Hence, the CJEU stated that Section 5 of Chapter II Brussels I bis (namely, its special jurisdictional rules for employment contracts) “must be interpreted as applying to a legal action brought by an employee domiciled in a Member State against an employer domiciled in another Member State in the case where the contract of employment was negotiated and entered into in the Member State in which the employee is domiciled and provided that the place of performance of the work was located in the Member State of the employer, even though that work was not performed for a reason attributable to that employer.”

Does Brussels I bis Allow for the Application of Domestic Rules on Jurisdiction If More Beneficial to the Employee?

As rightly underlined in the opinion, the fact that the rules of the ASGG are more favorable to the employee is irrelevant, as section 5 of Chapter II Brussels I bis does not provide for certain minimum standards of the protection of employees, which might be further developed by the national legislation (points 43-44 of the opinion). Instead, this Regulation provides for a unified system of jurisdictional rules. If a dispute falls within the scope of application of Brussels I bis, its rules of jurisdiction must take precedence over national ones (points 30-32 of the judgement). Hence, the CJEU ruled that the provisions set out in Section 5 of Chapter II Brussels I bis preclude the application of national rules of jurisdiction, irrespective of whether those rules are more beneficial to the employee.
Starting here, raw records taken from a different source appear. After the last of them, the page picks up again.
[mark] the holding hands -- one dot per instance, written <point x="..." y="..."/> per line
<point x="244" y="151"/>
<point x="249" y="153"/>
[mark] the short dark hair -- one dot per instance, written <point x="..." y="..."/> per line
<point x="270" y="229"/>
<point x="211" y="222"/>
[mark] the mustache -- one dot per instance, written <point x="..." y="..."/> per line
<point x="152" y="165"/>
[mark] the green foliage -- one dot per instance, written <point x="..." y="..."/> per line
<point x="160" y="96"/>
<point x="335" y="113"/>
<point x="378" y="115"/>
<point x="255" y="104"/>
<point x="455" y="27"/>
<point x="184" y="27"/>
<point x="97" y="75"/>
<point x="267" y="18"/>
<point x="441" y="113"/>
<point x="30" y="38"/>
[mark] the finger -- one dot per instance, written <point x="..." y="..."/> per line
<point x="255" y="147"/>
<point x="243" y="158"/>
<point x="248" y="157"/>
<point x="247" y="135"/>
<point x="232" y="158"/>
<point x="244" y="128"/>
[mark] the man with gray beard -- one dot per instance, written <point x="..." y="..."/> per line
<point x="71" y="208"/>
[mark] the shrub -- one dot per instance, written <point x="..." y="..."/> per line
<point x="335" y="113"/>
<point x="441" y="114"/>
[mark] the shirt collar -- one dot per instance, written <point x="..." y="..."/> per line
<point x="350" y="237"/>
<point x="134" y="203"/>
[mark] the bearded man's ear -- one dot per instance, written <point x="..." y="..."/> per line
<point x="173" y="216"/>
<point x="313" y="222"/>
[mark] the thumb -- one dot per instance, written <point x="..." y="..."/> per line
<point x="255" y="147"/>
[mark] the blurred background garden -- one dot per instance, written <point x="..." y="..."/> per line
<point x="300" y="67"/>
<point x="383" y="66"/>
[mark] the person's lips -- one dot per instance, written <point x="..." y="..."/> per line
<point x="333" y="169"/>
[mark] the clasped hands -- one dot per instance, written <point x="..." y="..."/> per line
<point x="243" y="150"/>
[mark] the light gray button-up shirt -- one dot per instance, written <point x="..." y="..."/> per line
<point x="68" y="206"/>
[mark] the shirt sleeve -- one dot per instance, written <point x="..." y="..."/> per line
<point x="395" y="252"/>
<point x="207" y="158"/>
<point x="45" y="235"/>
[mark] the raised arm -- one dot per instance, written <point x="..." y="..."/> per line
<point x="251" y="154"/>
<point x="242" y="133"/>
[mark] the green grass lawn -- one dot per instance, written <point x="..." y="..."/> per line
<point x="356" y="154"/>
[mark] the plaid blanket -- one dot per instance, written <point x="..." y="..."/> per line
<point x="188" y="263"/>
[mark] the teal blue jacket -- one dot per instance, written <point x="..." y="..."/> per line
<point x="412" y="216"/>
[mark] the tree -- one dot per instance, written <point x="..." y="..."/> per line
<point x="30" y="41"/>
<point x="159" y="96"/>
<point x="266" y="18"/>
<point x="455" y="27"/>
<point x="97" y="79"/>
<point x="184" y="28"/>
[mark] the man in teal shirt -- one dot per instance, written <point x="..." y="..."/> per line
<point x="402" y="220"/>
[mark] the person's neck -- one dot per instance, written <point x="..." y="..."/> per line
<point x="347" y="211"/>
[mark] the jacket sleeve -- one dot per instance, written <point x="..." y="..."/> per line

How to Understand Article 21(1)(b)(i) Brussels I bis, If the Work Was Never Actually Performed?

As underlined in the opinion, the Court has never before had a chance to explain how to understand the concept of the “place where the employee habitually carries out his work”, in case no work was actually performed (point 23 of the opinion). The Court noted that this concept refers to “the place where, or from which, the employee in fact performs the essential part of his or her duties vis-à-vis his or her employer” (point 40). The Court shared also the view presented in the opinion that:

in the case where the contract of employment has not been performed, the intention expressed by the parties to the contract as to the place of that performance is, in principle, the only element which makes it possible to establish a habitual place of work (…) That interpretation best allows a high degree of predictability of rules of jurisdiction to be ensured, since the place of work envisaged by the parties in the contract of employment is, in principle, easy to identify (point 41).

The Court had no doubt that in the case at hand that place is Munich (Germany).
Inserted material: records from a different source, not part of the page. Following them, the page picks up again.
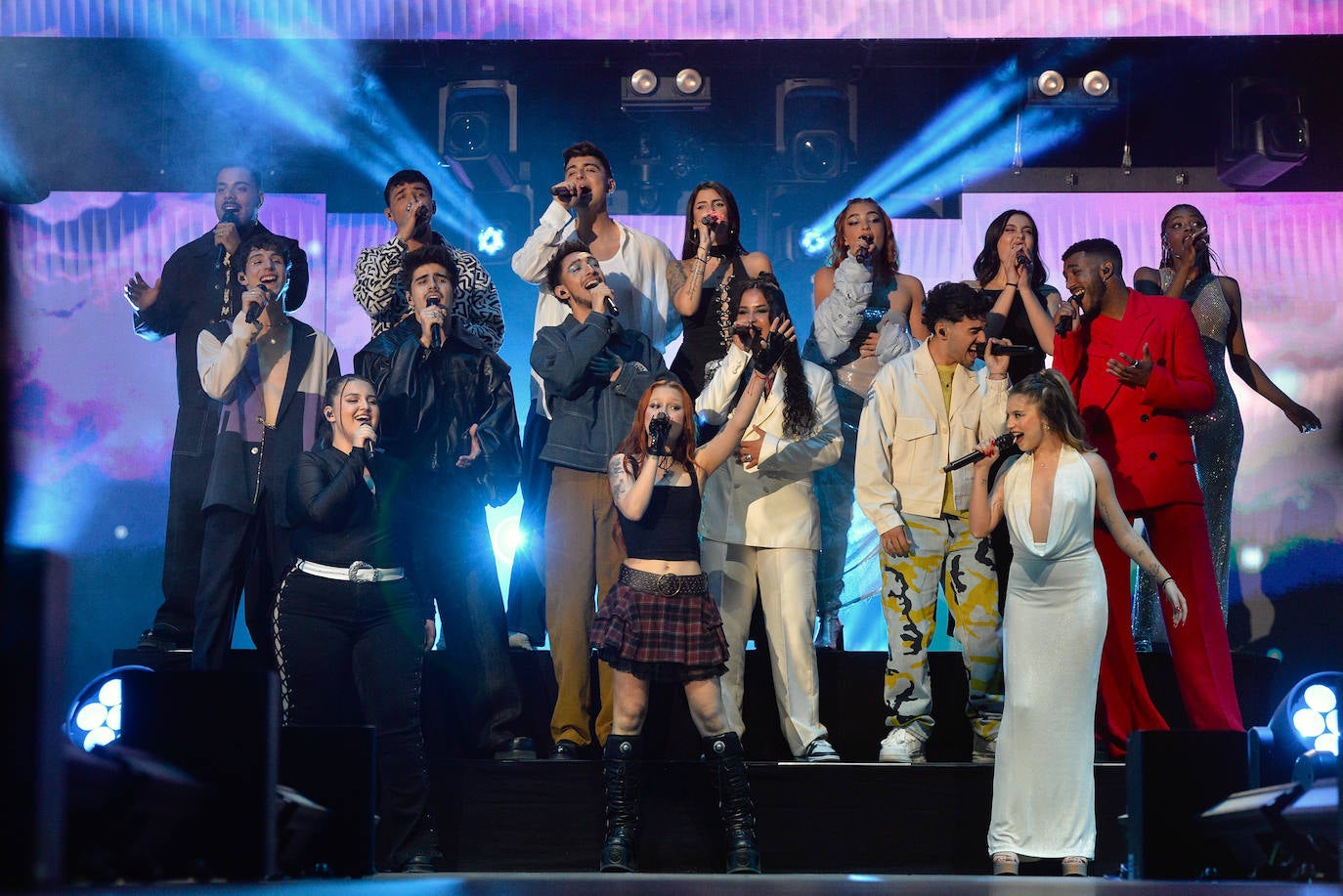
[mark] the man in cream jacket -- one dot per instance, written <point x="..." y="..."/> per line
<point x="926" y="408"/>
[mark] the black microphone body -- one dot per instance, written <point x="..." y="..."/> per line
<point x="564" y="193"/>
<point x="999" y="443"/>
<point x="230" y="218"/>
<point x="435" y="330"/>
<point x="658" y="430"/>
<point x="1010" y="351"/>
<point x="254" y="311"/>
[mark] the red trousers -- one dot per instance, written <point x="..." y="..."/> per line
<point x="1199" y="649"/>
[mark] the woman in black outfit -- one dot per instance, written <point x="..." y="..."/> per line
<point x="351" y="633"/>
<point x="712" y="257"/>
<point x="660" y="622"/>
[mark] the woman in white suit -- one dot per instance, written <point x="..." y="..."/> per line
<point x="760" y="526"/>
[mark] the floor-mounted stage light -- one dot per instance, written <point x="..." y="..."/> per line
<point x="1306" y="720"/>
<point x="1264" y="135"/>
<point x="94" y="717"/>
<point x="688" y="90"/>
<point x="815" y="126"/>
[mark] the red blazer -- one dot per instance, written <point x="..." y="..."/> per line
<point x="1143" y="432"/>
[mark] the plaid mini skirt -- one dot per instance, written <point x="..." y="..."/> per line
<point x="658" y="635"/>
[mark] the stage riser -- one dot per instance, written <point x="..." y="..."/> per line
<point x="846" y="818"/>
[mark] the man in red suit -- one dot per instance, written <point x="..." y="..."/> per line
<point x="1138" y="369"/>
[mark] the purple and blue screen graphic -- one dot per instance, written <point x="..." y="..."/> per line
<point x="684" y="21"/>
<point x="93" y="405"/>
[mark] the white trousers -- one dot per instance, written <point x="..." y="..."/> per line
<point x="787" y="592"/>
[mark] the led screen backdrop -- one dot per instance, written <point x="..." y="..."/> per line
<point x="677" y="21"/>
<point x="93" y="405"/>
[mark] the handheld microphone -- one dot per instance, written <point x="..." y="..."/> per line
<point x="230" y="218"/>
<point x="864" y="253"/>
<point x="1001" y="443"/>
<point x="254" y="311"/>
<point x="435" y="330"/>
<point x="564" y="193"/>
<point x="1010" y="351"/>
<point x="658" y="430"/>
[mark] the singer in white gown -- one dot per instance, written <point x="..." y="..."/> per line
<point x="1053" y="623"/>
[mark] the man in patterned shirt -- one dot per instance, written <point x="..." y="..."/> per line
<point x="410" y="208"/>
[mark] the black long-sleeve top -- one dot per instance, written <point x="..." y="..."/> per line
<point x="337" y="519"/>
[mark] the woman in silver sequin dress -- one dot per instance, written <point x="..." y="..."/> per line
<point x="1186" y="273"/>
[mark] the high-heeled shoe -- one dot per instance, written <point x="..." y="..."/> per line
<point x="1074" y="867"/>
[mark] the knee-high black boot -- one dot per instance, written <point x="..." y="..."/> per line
<point x="724" y="755"/>
<point x="622" y="771"/>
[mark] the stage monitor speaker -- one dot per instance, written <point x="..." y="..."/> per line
<point x="1173" y="777"/>
<point x="32" y="638"/>
<point x="336" y="767"/>
<point x="223" y="728"/>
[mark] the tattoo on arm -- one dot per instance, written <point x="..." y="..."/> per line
<point x="675" y="277"/>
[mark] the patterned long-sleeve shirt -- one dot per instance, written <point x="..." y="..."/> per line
<point x="476" y="300"/>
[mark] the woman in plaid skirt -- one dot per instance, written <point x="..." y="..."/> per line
<point x="660" y="622"/>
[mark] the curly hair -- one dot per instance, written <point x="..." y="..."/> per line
<point x="800" y="411"/>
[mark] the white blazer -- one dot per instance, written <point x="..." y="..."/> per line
<point x="769" y="505"/>
<point x="905" y="437"/>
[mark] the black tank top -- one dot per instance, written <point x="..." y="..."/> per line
<point x="671" y="526"/>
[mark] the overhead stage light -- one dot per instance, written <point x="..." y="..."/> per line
<point x="645" y="89"/>
<point x="1051" y="83"/>
<point x="643" y="82"/>
<point x="689" y="81"/>
<point x="1096" y="83"/>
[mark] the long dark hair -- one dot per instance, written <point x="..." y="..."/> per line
<point x="800" y="411"/>
<point x="692" y="235"/>
<point x="987" y="262"/>
<point x="884" y="266"/>
<point x="634" y="447"/>
<point x="1053" y="398"/>
<point x="1203" y="255"/>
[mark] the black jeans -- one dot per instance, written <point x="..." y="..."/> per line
<point x="354" y="653"/>
<point x="453" y="562"/>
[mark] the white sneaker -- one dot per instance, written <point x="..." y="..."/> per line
<point x="819" y="749"/>
<point x="901" y="747"/>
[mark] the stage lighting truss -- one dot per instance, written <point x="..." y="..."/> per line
<point x="688" y="90"/>
<point x="94" y="717"/>
<point x="815" y="129"/>
<point x="477" y="132"/>
<point x="1092" y="90"/>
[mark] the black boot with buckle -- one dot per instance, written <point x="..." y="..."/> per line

At the same time, the Court underlined that in accordance with Article 20 Brussels I bis Regulation, section 5 of its Chapter II applies without prejudice to, inter alia, Article 6 point 5, which provides that a person domiciled in a Member State may be sued in another Member State, “as regards a dispute arising out of the operations of a branch, agency or other establishment, in the courts for the place where the branch, agency or other establishment is situated”. The Court noted that Landesgericht Salzburg should determine whether that provision may also be applicable in the case given that Markt24 had an office in Salzburg at the beginning of the employment relationship.

CJEU stated that Article 21(1)(b)(i) of Brussels I bis must be interpreted as meaning that an action may be brought before the court of the place where or from where the employee was required, pursuant to the contract of employment, to discharge the essential part of his or her obligations towards the employer. This is however without prejudice to Article 7(5) of the Regulation.

Is Article 7(1) Brussels I bis Applicable to an Employment Relationship, If No Work Was Actually Performed?

One of the questions was not answered either in the opinion or in the judgement, as there was no doubt that Section 5 of the Chapter II Brussels I bis does apply to the case at hand. By this question Landesgericht Salzburg wanted to clarify whether Article 7(1) Brussels I bis might apply to the employment relationship, in such specific circumstances, when no work was actually performed and whether § 4(1)(a) or (d) of the ASGG could be applied. It is not clear whether the ASGG was supposed to be applied instead of Article 7 Brussels I bis or somehow indirectly by the intermediation of it.